The rendered CSS uses the Manhunter palette — magenta borders on
blockquotes and images, yellow inline code on a dark background, cyan
rules. It matches the zine without any extra work from you.

---

## 6. Editing & deleting

- **Change the body** — edit the `.txt` / `.md` file. No JSON change needed.
- **Change title / date / category / image** — edit that post's entry in
  `posts/index.json`.
- **Delete a post** — remove its entry from `posts/index.json`. You can
  also delete the body file and image — they're just orphan bytes at
  that point.

The site has no cache of its own.
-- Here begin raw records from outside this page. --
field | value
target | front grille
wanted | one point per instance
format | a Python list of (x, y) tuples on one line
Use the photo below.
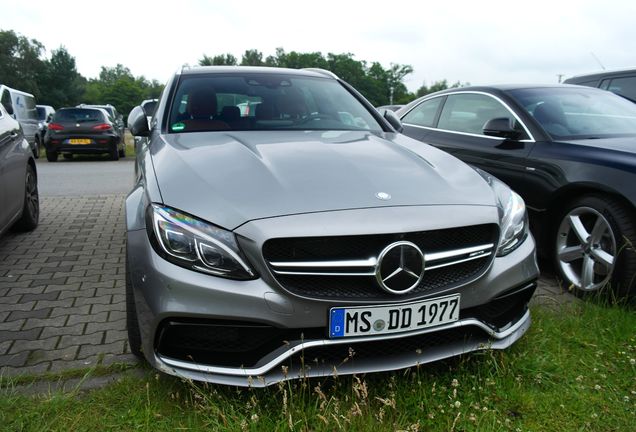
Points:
[(343, 268)]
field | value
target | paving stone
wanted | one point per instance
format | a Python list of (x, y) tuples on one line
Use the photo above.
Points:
[(32, 345), (40, 297), (45, 322), (70, 310), (35, 313), (64, 303), (116, 335), (31, 334), (92, 327), (38, 356), (111, 348), (12, 325), (25, 370), (4, 346), (95, 318), (86, 339), (15, 360), (76, 329)]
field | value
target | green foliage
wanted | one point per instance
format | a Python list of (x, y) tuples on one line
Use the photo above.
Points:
[(438, 86)]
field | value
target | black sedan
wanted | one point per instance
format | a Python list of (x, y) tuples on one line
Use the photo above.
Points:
[(82, 131), (569, 151)]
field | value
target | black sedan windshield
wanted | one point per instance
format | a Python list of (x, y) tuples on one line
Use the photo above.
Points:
[(578, 113), (218, 102)]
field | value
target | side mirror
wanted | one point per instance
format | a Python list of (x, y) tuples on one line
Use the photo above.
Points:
[(137, 122), (8, 107), (393, 119), (501, 127)]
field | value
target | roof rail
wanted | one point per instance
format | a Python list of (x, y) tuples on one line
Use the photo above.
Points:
[(324, 72)]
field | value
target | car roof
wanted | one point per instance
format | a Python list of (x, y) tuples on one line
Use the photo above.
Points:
[(310, 72), (602, 74)]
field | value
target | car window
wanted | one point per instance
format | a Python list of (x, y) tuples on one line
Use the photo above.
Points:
[(578, 113), (624, 86), (468, 112), (424, 114), (254, 101), (79, 115)]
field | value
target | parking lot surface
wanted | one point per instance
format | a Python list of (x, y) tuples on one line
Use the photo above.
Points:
[(62, 300)]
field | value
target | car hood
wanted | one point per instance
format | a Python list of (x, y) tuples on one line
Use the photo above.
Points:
[(229, 178)]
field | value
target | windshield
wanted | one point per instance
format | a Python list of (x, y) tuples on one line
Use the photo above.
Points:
[(41, 113), (78, 115), (578, 113), (252, 101)]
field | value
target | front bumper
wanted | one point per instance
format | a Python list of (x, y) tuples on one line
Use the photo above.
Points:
[(494, 314)]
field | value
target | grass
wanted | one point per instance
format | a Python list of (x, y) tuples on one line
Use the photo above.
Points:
[(575, 370)]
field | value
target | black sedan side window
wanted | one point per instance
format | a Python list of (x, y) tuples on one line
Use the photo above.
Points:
[(469, 112), (424, 114)]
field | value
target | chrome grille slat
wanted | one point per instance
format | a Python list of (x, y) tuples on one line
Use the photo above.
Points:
[(344, 267)]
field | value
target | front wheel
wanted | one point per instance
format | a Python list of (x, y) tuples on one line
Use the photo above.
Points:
[(594, 247), (51, 156), (31, 208)]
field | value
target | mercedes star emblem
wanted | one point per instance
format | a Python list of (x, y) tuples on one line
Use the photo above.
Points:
[(400, 267)]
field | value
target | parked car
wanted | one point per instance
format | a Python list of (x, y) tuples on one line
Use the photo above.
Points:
[(390, 107), (621, 82), (299, 243), (567, 150), (118, 119), (19, 201), (82, 131), (22, 108), (45, 114)]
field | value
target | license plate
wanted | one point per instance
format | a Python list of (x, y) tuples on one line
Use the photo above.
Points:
[(397, 318)]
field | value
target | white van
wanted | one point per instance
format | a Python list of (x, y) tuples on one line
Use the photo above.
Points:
[(21, 106)]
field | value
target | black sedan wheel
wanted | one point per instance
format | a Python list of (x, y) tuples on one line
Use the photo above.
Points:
[(594, 246), (31, 209)]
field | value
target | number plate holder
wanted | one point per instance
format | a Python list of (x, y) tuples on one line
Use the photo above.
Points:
[(378, 320)]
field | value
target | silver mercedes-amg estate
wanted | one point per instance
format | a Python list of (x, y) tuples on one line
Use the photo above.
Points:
[(281, 227)]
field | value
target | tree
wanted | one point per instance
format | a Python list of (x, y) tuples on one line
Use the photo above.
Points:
[(438, 86), (252, 58), (61, 84), (21, 65), (218, 60)]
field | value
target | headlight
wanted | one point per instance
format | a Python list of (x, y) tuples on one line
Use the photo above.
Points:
[(513, 218), (195, 244)]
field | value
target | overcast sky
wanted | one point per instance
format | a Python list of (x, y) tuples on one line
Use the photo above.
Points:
[(479, 42)]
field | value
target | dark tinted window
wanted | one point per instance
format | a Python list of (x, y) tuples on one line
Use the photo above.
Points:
[(424, 114), (578, 113), (469, 112), (253, 101), (79, 115), (624, 87)]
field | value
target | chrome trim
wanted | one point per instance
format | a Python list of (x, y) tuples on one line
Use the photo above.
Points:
[(436, 256), (531, 140), (262, 370), (372, 262), (485, 254)]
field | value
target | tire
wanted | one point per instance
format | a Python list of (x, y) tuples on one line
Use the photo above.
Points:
[(31, 209), (36, 150), (594, 247), (132, 323), (114, 153), (51, 156)]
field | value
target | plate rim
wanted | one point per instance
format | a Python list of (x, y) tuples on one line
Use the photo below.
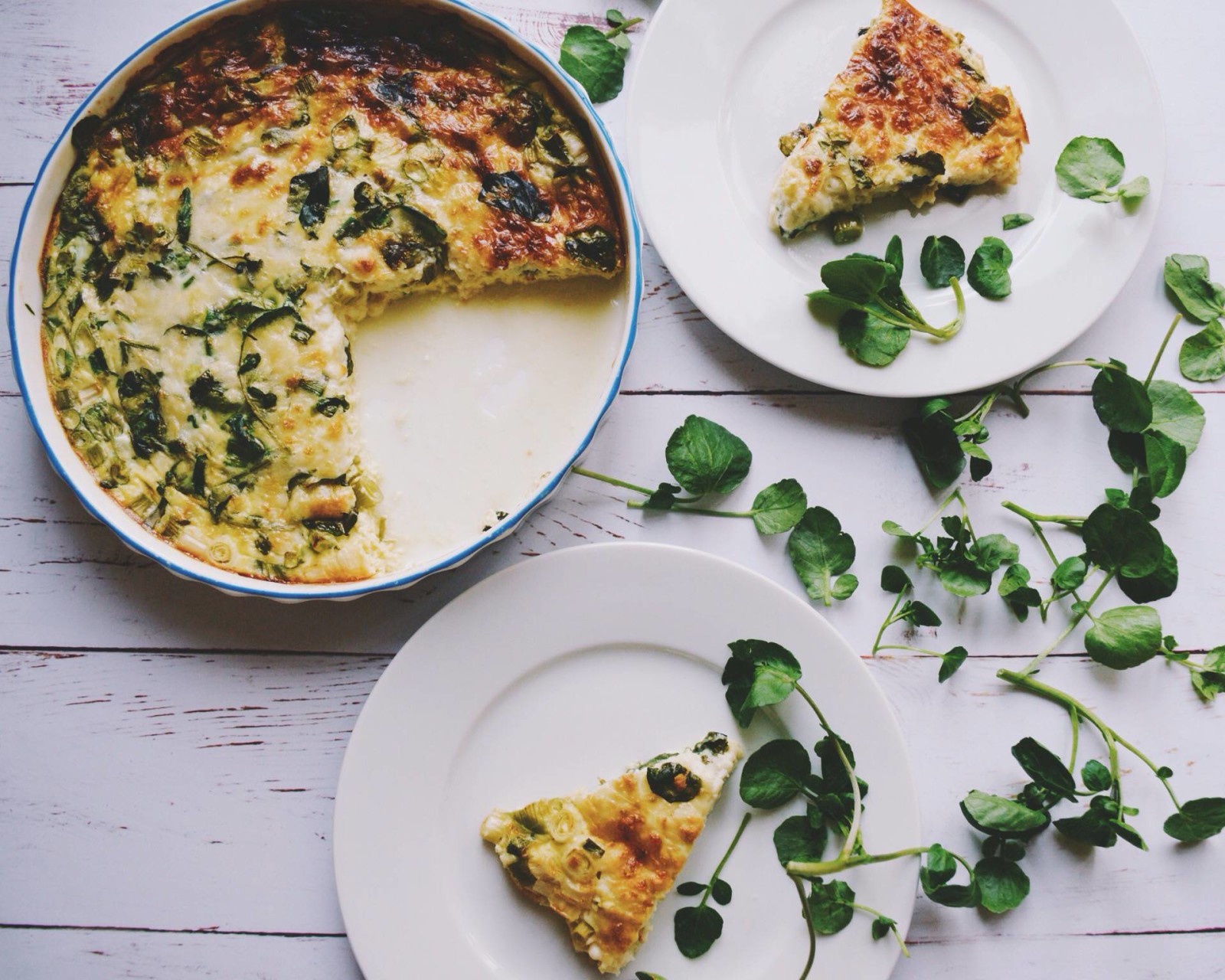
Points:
[(183, 565), (649, 550), (635, 141)]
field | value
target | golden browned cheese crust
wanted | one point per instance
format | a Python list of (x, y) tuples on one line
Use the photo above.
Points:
[(912, 112), (603, 861), (251, 196)]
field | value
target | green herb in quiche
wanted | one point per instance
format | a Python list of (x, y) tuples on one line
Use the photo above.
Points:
[(594, 58), (696, 928), (1092, 168)]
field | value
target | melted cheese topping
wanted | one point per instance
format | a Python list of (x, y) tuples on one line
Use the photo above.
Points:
[(247, 202), (603, 861), (912, 112)]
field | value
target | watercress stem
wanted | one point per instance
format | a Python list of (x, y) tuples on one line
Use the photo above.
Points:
[(857, 804)]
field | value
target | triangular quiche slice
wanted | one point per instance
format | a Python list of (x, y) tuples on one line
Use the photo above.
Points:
[(604, 859), (912, 112)]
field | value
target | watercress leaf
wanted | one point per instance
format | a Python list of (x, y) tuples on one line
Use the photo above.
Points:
[(1088, 167), (759, 674), (1122, 403), (779, 506), (663, 498), (988, 273), (1194, 293), (1002, 884), (1176, 413), (1165, 462), (919, 614), (995, 815), (894, 580), (893, 254), (820, 549), (881, 926), (798, 839), (1122, 541), (1210, 681), (1125, 637), (1045, 769), (696, 928), (706, 459), (1096, 777), (830, 906), (1197, 820), (1070, 573), (1157, 585), (941, 260), (951, 663), (775, 773), (592, 60), (871, 340), (1202, 355), (935, 446)]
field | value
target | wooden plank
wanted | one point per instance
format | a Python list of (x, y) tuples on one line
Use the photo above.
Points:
[(92, 955), (67, 581), (195, 792)]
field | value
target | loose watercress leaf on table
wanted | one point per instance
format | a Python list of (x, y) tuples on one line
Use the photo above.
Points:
[(1125, 637), (706, 459), (830, 906), (779, 508), (1194, 293), (1120, 539), (988, 273), (1122, 403), (759, 674), (799, 839), (1202, 355), (951, 663), (820, 550), (1088, 168), (593, 60), (1197, 820), (1045, 769), (995, 815), (1176, 413), (1002, 884), (1157, 585), (775, 773), (1096, 777), (941, 260), (696, 928)]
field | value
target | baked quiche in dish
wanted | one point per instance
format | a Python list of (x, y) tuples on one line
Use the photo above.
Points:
[(604, 859), (255, 195), (912, 112)]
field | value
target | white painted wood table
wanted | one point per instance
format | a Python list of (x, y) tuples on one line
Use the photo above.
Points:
[(168, 756)]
As soon as the files on disk change
and the browser refreshes, you see the new state.

---

## 7. Older / newer navigation

Every post detail page has **OLDER** and **NEWER** buttons at the bottom,
computed from `posts/index.json` at page-load time. You don't wire these
manually — as soon as your new post is in the manifest, it's linked
automatically.

---

## 8. When things break

| Symptom | Usual cause |
|---|---|
| Home page stuck on "DECODING SIGNAL" | `posts/index.json` has a syntax error — validate with jsonlint.com. |
| Post URL shows "404 — SIGNAL LOST" | The `id` in the URL doesn't match any `id` in the manifest, or the manifest file couldn't load. |
| Post body shows "Could not load post" | The `file` path in the manifest is wrong or the body file wasn't uploaded. |
| Image doesn't appear | Case-sensitive path mismatch, wrong folder, or the file wasn't uploaded. |
| Markdown shows as raw `#` symbols | The body file ended in `.txt` — rename to `.md` and update the `file` field. |

---

## 9. Deploying the whole site

The site is just `/app/frontend/public/`. Everything in there is static.

### Options
- **GitHub Pages / GitLab Pages** — commit and push, enable Pages. Free.
- **Netlify / Cloudflare Pages** — drag-and-drop the folder.
- **Neocities** — upload via their UI; infinitely in-spirit.
- **A VPS with nginx** — serve the folder as document root.
- **Locally** — `cd /app/frontend/public && python3 -m http.server`.

If your host serves directory indexes, URLs like `/posts/` might list
the folder publicly. That's fine — nothing here is secret.

### Before uploading, you probably want to remove:
- The `<script src="…/emergent-main.js">` line in `/index.html`'s `<head>`.
- The `<a id="emergent-badge">` block near the end of `/index.html`'s `<body>`.

Both are only useful inside Emergent's preview environment.

---

That's the whole tutorial. File in. File out. Signal live.